Using machine learning to detect signs of life in complex video data

The Challenge

To develop a machine learning algorithm capable of identifying potential signs of life, the research team began by labeling video footage sourced from real field water samples and lab-grown specimens. While the act of labeling was relatively simple, building and maintaining an in-house video annotation platform proved too demanding for the team’s limited engineering resources.

The Approach

They turned to Databrewery’s video annotation tools, which made it easy to track object movements over time and flag patterns that might indicate biological activity. The platform’s flexibility also allowed them to tailor the editor to their specific scientific use case without custom development or infrastructure overhead.

The Outcome

The team achieved a 5x speed improvement in customizing their labeling environment. What was originally budgeted to take a full week was completed in just one day. With the most labor-intensive video annotation tasks handled quickly, the team could shift focus back to training their detection models and advancing their search for life-supporting conditions.

Labeling

Earth’s oceans are filled with microscopic life from bacteria to protozoa and scientists believe similar organisms could exist elsewhere in the solar system. In recent years, water vapor and ice have been discovered on moons like Europa and Enceladus. A mission is now being prepared to explore these icy worlds further, and the spacecraft will carry instruments designed to collect video data from potential water samples using onboard microscopes. If that video reveals microbial movement, it could be the first direct evidence of extraterrestrial life.

Transmitting that data back to Earth, however, poses an enormous challenge. These moons are so distant that the cost of “downlinking” video footage is extremely high. Less than 0.01% of captured data can be returned, an extreme compression bottleneck that makes traditional methods unworkable. For perspective, sending back just 40 MB of compressed video could consume a third of the mission’s total science data return budget.
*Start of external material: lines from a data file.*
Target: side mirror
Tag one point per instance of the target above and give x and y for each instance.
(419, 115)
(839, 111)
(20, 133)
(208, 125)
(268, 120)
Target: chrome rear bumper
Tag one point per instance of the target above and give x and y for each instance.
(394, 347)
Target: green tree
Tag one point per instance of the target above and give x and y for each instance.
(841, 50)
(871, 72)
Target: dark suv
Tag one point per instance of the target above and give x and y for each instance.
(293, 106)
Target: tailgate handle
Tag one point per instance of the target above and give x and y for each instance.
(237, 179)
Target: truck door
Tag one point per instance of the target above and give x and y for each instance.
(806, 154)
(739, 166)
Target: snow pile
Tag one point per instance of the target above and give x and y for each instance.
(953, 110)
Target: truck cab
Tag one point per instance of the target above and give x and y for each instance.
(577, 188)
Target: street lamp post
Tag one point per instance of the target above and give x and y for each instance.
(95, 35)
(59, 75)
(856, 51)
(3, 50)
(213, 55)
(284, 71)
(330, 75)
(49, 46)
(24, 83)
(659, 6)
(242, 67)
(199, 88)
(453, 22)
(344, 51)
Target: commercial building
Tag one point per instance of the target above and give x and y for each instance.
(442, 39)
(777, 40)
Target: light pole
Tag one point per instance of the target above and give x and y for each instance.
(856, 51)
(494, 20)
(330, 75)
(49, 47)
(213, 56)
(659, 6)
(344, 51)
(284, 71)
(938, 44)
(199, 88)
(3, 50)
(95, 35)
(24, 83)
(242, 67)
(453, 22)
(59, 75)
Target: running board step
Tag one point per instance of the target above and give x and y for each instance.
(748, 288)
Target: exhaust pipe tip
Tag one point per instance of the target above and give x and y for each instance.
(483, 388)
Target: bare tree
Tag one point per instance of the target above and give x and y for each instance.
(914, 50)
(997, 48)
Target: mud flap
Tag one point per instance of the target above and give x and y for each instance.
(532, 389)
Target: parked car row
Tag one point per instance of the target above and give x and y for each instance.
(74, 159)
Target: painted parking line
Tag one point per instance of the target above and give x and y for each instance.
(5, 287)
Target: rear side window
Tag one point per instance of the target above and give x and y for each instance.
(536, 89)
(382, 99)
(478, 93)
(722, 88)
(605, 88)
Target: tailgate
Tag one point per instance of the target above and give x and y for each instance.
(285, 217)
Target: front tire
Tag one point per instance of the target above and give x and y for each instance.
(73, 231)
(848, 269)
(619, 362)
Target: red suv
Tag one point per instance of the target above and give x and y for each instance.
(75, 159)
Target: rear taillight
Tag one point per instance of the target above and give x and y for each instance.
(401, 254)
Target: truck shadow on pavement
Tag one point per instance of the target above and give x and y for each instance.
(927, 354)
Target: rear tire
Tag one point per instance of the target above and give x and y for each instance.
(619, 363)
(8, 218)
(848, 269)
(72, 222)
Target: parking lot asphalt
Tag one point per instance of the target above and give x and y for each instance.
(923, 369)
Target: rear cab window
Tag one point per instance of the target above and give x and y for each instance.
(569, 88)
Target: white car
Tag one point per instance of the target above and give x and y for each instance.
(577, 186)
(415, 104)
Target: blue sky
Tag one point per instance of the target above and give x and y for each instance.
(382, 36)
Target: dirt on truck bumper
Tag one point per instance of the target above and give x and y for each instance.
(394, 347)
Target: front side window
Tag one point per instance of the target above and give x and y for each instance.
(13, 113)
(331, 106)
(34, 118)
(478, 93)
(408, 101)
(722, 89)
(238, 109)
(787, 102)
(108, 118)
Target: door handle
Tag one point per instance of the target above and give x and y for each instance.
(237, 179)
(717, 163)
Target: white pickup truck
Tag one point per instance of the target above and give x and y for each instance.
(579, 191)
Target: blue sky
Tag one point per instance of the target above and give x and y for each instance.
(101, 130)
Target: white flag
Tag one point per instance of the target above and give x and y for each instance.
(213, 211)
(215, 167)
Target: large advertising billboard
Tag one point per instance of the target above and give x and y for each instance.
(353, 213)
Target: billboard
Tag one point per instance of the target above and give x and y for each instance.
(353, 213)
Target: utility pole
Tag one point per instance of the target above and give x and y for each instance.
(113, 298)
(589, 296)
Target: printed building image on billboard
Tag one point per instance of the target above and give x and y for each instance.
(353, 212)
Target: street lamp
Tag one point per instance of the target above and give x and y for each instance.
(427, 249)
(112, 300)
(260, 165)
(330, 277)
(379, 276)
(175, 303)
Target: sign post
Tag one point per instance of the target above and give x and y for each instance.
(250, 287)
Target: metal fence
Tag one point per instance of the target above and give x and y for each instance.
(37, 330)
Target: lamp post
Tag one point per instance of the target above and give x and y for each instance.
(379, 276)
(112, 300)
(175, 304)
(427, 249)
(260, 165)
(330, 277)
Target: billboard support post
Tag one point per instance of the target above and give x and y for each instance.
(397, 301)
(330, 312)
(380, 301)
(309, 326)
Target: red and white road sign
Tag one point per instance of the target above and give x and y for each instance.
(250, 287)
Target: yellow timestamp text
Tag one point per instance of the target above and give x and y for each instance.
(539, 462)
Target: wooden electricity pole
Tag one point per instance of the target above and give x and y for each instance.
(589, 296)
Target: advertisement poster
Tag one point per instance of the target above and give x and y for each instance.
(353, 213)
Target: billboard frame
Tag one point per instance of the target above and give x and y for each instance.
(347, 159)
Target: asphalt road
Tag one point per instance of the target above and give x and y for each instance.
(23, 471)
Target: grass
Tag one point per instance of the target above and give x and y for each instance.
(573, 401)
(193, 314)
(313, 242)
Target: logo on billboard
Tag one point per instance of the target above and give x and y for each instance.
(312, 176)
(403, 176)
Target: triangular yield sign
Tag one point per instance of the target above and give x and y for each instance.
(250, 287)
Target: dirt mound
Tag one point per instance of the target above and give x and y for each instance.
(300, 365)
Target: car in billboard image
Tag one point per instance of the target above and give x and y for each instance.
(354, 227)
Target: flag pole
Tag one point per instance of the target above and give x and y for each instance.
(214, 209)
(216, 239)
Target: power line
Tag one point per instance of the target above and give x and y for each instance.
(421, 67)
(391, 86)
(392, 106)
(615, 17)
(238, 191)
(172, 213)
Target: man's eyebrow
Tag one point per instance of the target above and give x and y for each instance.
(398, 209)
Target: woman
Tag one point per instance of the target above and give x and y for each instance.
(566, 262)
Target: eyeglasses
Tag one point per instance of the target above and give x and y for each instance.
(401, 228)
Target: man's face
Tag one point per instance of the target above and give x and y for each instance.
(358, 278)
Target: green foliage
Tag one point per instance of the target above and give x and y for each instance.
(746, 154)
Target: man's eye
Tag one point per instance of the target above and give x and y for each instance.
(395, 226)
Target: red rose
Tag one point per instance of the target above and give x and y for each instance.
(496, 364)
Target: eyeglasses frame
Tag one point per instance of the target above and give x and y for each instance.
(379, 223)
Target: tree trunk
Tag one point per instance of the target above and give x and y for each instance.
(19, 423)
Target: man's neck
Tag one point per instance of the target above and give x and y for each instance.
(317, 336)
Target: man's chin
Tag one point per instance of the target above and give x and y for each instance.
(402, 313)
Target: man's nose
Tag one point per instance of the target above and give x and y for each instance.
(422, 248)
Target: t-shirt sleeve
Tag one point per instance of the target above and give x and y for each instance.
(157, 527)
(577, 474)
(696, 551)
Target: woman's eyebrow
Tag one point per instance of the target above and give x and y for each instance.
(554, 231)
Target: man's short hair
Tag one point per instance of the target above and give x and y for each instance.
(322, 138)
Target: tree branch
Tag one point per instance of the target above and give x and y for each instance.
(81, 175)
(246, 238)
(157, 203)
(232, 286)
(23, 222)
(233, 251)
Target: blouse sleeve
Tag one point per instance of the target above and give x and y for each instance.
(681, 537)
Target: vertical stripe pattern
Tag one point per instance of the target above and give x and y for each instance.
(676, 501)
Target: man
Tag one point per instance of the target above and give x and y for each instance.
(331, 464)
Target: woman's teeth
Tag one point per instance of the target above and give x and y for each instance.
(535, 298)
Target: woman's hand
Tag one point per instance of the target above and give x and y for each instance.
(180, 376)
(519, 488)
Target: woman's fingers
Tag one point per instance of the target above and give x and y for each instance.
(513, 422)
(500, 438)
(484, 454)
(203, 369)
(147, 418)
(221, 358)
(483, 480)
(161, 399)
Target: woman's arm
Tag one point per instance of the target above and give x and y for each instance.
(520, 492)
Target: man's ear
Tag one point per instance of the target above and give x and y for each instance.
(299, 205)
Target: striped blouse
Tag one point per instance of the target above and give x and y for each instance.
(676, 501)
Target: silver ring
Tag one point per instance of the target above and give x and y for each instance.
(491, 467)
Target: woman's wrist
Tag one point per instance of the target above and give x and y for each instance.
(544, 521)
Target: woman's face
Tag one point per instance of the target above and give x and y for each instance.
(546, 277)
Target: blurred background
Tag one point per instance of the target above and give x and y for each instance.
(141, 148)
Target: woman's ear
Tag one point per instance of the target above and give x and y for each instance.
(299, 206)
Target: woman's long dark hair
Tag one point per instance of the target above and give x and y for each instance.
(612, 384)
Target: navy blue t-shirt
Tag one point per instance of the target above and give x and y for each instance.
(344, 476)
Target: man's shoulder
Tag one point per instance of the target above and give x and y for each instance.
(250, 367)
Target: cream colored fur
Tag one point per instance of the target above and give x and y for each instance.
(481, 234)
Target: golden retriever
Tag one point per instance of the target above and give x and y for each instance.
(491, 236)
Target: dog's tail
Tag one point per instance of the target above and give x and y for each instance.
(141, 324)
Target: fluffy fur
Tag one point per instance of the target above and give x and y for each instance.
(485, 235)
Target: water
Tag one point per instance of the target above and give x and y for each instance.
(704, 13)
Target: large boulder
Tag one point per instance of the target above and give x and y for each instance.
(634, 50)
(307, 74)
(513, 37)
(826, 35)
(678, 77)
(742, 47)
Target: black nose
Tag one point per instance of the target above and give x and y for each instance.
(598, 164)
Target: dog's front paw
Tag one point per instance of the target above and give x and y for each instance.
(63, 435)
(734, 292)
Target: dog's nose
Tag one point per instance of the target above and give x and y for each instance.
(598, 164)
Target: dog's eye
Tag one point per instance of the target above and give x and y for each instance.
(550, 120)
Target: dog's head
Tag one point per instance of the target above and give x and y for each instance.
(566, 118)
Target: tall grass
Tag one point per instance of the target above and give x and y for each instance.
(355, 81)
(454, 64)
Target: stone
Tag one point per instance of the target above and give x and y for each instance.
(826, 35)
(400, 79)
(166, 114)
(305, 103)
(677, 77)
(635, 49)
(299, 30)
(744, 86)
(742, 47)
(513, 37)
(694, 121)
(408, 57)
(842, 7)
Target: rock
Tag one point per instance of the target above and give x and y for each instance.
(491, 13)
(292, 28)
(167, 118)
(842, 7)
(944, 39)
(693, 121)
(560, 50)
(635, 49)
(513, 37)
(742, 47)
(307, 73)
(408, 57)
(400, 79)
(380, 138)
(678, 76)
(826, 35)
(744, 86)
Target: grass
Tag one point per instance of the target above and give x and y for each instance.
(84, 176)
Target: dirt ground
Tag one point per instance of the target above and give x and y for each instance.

To address this, the Machine Learning Instrument Autonomy (MLIA) team designed a machine learning model capable of detecting life-like motion onboard. The system selects video clips most likely to show biological activity, captures short segments, and pairs each with a summary of how the decision was made allowing mission planners to prioritize which samples are sent home.

The model had to meet strict hardware and scientific requirements. It needed to run on spacecraft-grade processors (similar to mobile CPUs), track motion over time, differentiate between life-like behavior and random drift, and crucially explain its reasoning. Because deep learning methods are difficult to interpret and compute-intensive, the team turned to more traditional ML models, including decision trees and support vector machines (SVMs), to maintain transparency and efficiency.

“One of the hardest parts is teaching a model what life looks like,” said Priya Desai, an ML researcher on the project. “Some microbes swim with intent, others drift. You also have random debris in the water that looks organic to a computer. Humans can tell the difference, but a model has to learn those patterns from scratch.”
Video Transcript

Equally important was building trust with the scientists who would rely on the model. “We’re working closely with them so they understand how we’re training it and what it can and can’t do,” Desai added. “It’s not enough to get results. The results have to make sense to the people using them.” To make the model reliable, scientists were involved at every step. They helped review outputs, confirmed whether the right organisms were being tracked, and informed how the model evolved over time.

Early on, the MLIA team struggled with building in-house tools for labeling. Their ML researchers were writing Java GUIs just to tag microscopy videos and manually sorting through sample data, a slow and inefficient process. Because the team works on time-sensitive research grants, they needed a faster, scalable solution that didn’t require custom development for every project.

They turned to Databrewery to handle both platform and labeling support. The team uploaded video footage from their digital holographic microscopes and used Databrewery’s intuitive video annotation tools to track objects across time. Labelers were quickly trained and could identify movement patterns that might suggest life, significantly reducing the burden on the core research team.

“Databrewery was simple to integrate and saved us a week of setup, we were labeling on day one,” said Desai. “We customized the editor to exactly what we needed, uploaded our data, and got moving right away.”

Databrewery also provided the experienced labeling workforce the team needed to meet tight deadlines. “Turnaround was fast, accuracy was high, and we had the flexibility to evolve our workflows as our models improved. That kind of support is rare, and it made a measurable difference in our progress,” she added.

Now, with their annotation pipeline streamlined and their models improving with each iteration, the MLIA team is one step closer to helping NASA determine where and how life might exist beyond Earth.